NearWave Optical Molecular Monitoring

Indiana University

Status

Enrolling

Conditions

Invasive Breast Carcinoma

Breast Cancer

TNBC - Triple-Negative Breast Cancer

HER2-positive Breast Cancer

HER2-negative Breast Cancer

Treatments

Device: NearWave monitoring

Study type

Interventional

Funder types

Other

Identifiers

NCT06744465

CTO-IUSCCC-0880

Details and patient eligibility

About

The purpose of this study is to assess the feasibility of the NearWave optical molecular monitoring system for monitoring therapy progression and predicting pathologic complete response (pCR) of breast cancer patients undergoing neoadjuvant chemotherapy (NAC).

Full description

This is a prospective, observational, pilot study.

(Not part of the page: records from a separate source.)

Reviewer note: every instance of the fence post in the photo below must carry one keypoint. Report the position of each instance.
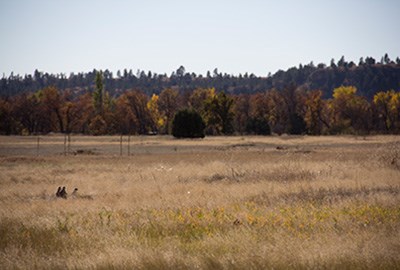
(65, 144)
(69, 143)
(38, 145)
(129, 145)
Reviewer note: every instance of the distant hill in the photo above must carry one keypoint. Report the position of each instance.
(368, 76)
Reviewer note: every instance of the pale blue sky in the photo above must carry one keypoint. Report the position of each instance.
(234, 36)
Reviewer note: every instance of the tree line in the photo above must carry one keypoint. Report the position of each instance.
(368, 76)
(292, 110)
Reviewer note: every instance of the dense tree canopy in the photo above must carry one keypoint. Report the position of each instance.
(368, 76)
(341, 98)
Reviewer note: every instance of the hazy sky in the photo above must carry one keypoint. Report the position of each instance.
(234, 36)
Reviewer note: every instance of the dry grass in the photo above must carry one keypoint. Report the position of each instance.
(218, 203)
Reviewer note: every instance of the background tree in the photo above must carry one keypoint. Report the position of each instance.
(219, 114)
(168, 105)
(350, 112)
(98, 93)
(387, 105)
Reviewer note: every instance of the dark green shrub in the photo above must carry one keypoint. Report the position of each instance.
(258, 126)
(188, 124)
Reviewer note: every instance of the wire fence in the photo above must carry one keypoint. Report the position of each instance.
(89, 145)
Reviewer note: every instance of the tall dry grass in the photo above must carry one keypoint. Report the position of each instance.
(218, 203)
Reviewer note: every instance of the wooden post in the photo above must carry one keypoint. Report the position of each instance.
(120, 146)
(38, 145)
(69, 143)
(129, 145)
(65, 144)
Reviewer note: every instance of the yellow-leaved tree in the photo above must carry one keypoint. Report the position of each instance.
(387, 106)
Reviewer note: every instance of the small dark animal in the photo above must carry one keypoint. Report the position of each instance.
(58, 193)
(75, 192)
(63, 193)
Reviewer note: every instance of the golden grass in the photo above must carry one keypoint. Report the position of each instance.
(218, 203)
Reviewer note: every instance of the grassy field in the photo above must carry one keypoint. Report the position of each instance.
(219, 203)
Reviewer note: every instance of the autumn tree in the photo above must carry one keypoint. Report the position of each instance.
(158, 120)
(351, 113)
(219, 114)
(133, 112)
(51, 103)
(314, 107)
(98, 93)
(168, 105)
(387, 105)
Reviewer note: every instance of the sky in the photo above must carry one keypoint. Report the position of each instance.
(254, 36)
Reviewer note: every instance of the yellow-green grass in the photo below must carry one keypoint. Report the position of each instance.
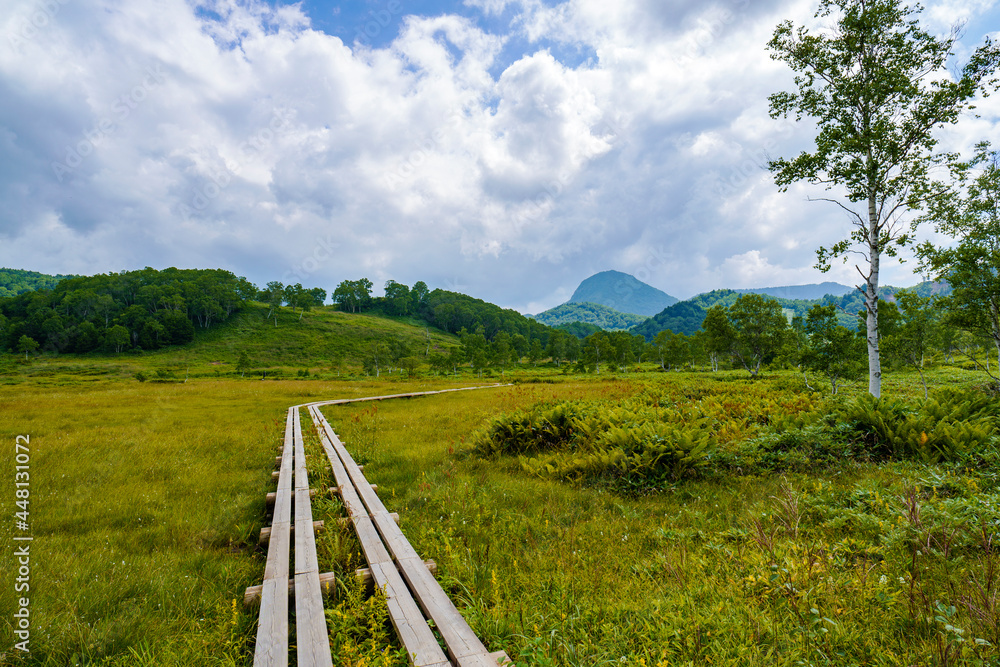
(145, 505)
(146, 501)
(743, 570)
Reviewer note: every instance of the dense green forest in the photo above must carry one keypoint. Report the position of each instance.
(603, 317)
(686, 316)
(18, 281)
(117, 311)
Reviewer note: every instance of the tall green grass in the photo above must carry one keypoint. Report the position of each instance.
(147, 499)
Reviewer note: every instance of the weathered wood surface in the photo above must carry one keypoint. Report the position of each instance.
(271, 649)
(327, 583)
(410, 624)
(412, 593)
(265, 532)
(312, 642)
(464, 647)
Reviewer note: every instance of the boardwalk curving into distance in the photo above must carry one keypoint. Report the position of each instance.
(413, 595)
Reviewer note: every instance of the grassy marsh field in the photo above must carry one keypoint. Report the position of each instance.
(146, 501)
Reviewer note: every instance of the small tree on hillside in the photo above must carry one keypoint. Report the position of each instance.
(719, 334)
(829, 348)
(26, 344)
(117, 338)
(758, 328)
(243, 364)
(909, 344)
(972, 266)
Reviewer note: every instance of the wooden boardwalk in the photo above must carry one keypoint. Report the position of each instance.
(413, 595)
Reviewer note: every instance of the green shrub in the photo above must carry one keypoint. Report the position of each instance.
(948, 427)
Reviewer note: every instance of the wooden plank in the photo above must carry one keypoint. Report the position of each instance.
(272, 629)
(411, 627)
(312, 642)
(311, 638)
(464, 647)
(265, 533)
(271, 649)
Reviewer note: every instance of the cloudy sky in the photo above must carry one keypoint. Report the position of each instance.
(507, 149)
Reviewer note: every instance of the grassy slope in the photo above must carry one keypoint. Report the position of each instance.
(146, 501)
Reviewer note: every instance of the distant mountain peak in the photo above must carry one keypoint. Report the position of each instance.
(623, 292)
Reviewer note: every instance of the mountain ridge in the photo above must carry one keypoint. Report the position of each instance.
(622, 292)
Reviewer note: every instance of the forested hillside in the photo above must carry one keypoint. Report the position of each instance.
(684, 317)
(810, 292)
(116, 311)
(604, 317)
(17, 281)
(623, 292)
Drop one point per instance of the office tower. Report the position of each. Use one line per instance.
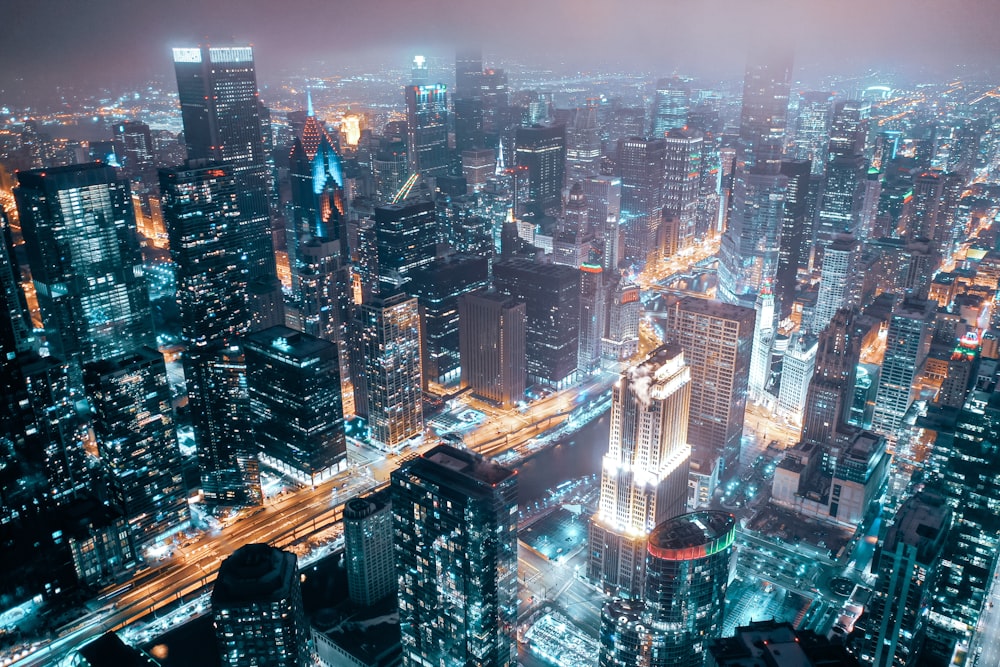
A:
(621, 337)
(438, 287)
(391, 168)
(368, 553)
(796, 374)
(749, 253)
(551, 294)
(670, 105)
(828, 398)
(492, 332)
(455, 522)
(763, 341)
(80, 238)
(603, 195)
(427, 129)
(296, 410)
(777, 645)
(583, 145)
(407, 239)
(811, 130)
(716, 339)
(593, 317)
(137, 441)
(318, 256)
(682, 189)
(641, 164)
(257, 609)
(908, 562)
(907, 344)
(837, 281)
(644, 477)
(681, 611)
(542, 150)
(796, 233)
(221, 111)
(388, 358)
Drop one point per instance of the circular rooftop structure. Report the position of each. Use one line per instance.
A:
(692, 536)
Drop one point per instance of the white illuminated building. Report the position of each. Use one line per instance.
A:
(644, 480)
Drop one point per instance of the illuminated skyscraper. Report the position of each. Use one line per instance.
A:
(670, 105)
(221, 110)
(908, 342)
(645, 472)
(296, 411)
(492, 334)
(137, 440)
(317, 245)
(683, 602)
(642, 168)
(257, 609)
(80, 238)
(717, 339)
(543, 151)
(387, 352)
(455, 523)
(427, 128)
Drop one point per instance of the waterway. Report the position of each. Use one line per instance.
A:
(575, 455)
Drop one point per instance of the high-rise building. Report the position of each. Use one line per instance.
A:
(257, 609)
(551, 294)
(318, 256)
(670, 106)
(683, 601)
(296, 410)
(368, 551)
(716, 339)
(137, 441)
(908, 562)
(387, 354)
(812, 129)
(221, 111)
(836, 282)
(641, 164)
(81, 242)
(542, 150)
(407, 239)
(492, 331)
(455, 522)
(644, 479)
(427, 129)
(438, 288)
(907, 344)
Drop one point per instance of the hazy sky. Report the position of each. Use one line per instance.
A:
(48, 42)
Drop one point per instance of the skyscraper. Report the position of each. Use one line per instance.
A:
(137, 440)
(683, 602)
(455, 520)
(907, 344)
(716, 339)
(543, 151)
(492, 330)
(644, 473)
(296, 411)
(670, 106)
(908, 562)
(257, 609)
(368, 550)
(641, 165)
(387, 352)
(83, 249)
(221, 111)
(427, 129)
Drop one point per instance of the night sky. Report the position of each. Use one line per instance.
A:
(116, 42)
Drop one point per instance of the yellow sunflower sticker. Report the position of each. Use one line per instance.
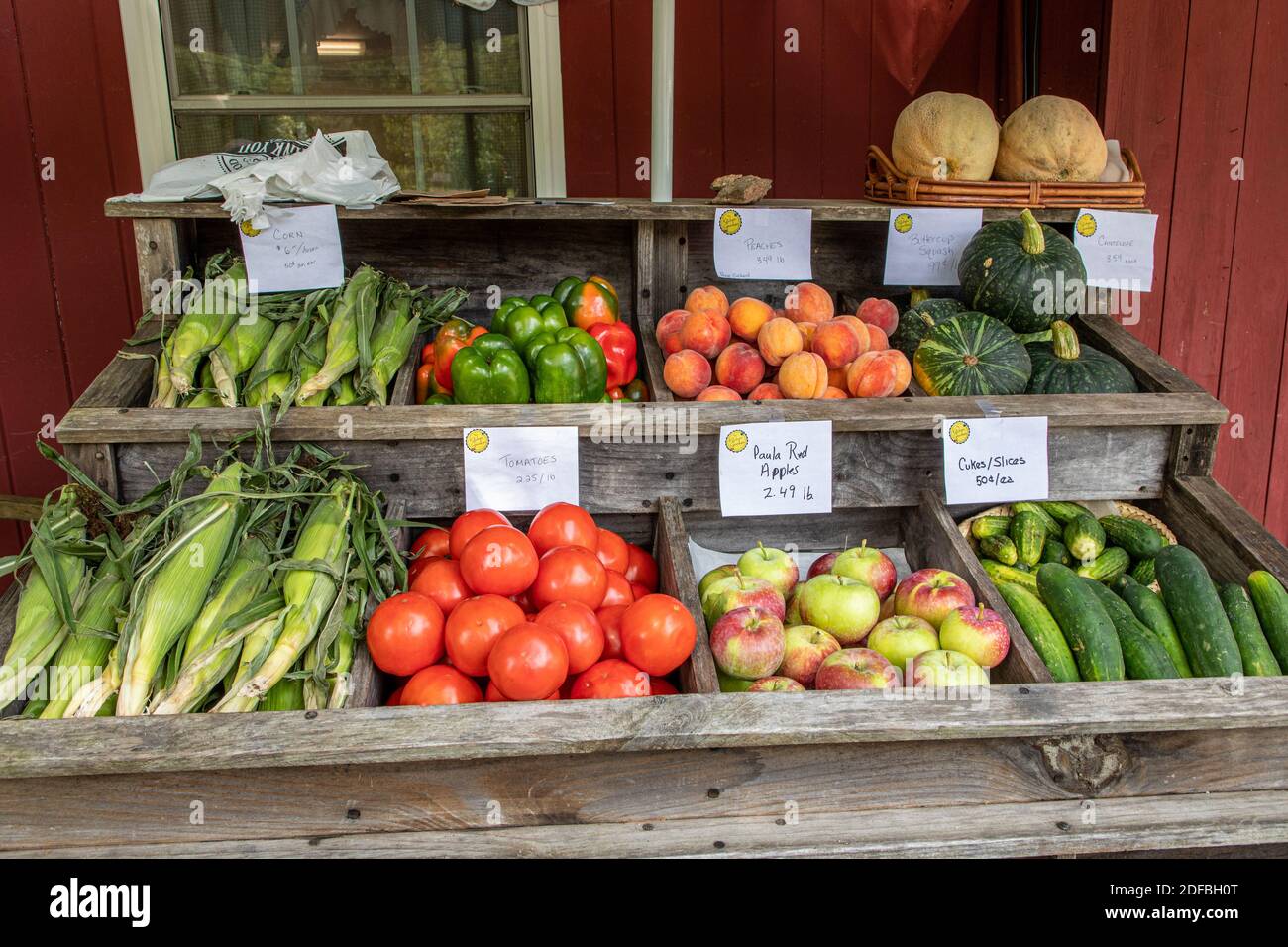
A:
(477, 441)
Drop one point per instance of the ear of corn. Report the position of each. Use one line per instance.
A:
(175, 591)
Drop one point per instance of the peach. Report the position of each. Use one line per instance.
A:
(704, 333)
(687, 372)
(880, 373)
(880, 312)
(777, 341)
(707, 299)
(717, 393)
(810, 303)
(669, 330)
(765, 390)
(746, 317)
(803, 376)
(739, 368)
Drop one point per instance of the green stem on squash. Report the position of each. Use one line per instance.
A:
(1034, 241)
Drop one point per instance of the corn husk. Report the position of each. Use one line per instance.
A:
(176, 587)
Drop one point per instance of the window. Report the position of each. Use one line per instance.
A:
(443, 89)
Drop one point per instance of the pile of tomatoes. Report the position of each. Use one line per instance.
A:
(567, 609)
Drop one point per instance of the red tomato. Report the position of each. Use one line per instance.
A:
(469, 523)
(570, 574)
(642, 567)
(610, 620)
(563, 525)
(580, 629)
(528, 663)
(439, 684)
(498, 561)
(613, 552)
(406, 633)
(608, 680)
(473, 628)
(657, 634)
(441, 579)
(618, 591)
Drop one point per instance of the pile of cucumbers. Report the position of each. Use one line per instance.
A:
(1081, 587)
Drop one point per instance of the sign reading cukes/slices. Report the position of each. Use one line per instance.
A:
(922, 244)
(513, 470)
(993, 460)
(763, 243)
(292, 248)
(776, 468)
(1117, 248)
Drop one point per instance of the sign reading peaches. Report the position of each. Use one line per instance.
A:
(995, 460)
(776, 468)
(922, 244)
(763, 243)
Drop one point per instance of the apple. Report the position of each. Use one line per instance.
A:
(747, 643)
(805, 648)
(738, 591)
(842, 607)
(822, 565)
(931, 594)
(855, 669)
(867, 565)
(902, 638)
(772, 565)
(978, 633)
(941, 669)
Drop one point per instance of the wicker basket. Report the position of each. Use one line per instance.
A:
(885, 184)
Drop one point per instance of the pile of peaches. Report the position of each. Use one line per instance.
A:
(716, 351)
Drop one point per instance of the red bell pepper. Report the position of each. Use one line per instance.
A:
(618, 344)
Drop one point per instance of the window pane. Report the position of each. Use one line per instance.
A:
(346, 48)
(434, 153)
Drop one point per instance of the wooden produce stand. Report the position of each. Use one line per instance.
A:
(1033, 768)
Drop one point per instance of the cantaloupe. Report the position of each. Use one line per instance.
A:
(1050, 138)
(945, 136)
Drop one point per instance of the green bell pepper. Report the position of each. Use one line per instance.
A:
(489, 371)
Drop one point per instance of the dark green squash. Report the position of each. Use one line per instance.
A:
(917, 321)
(1021, 272)
(1061, 367)
(971, 354)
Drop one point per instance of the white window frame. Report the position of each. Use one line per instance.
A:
(154, 119)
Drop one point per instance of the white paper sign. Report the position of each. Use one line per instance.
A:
(297, 250)
(922, 244)
(776, 468)
(519, 468)
(763, 243)
(995, 460)
(1117, 248)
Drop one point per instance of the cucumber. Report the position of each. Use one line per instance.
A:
(1144, 655)
(1064, 513)
(1001, 573)
(1048, 523)
(1043, 633)
(982, 527)
(1054, 551)
(1258, 661)
(1028, 534)
(1085, 538)
(1271, 603)
(1192, 600)
(1000, 548)
(1140, 540)
(1153, 613)
(1087, 628)
(1106, 567)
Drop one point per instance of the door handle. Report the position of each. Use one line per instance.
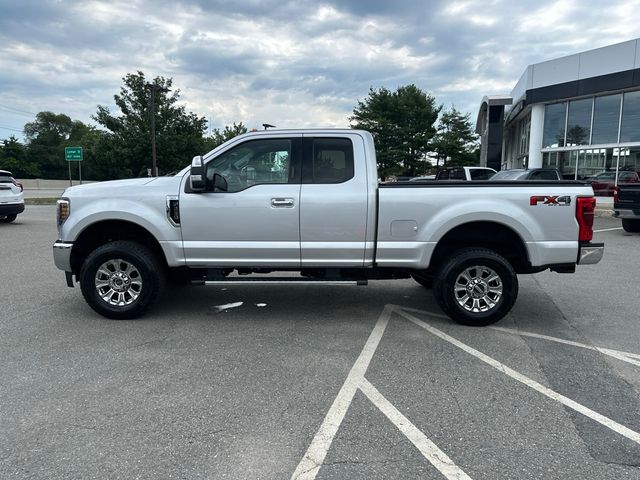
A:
(282, 202)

Due to the investigational nature of the NearWave device, imaging data collected will not be used to inform patient treatment. Since this is our first experience with the NearWave device and there does not exist any preliminary data with this device, we are performing this pilot study to establish whether data collected is of high enough quality to warrant further study.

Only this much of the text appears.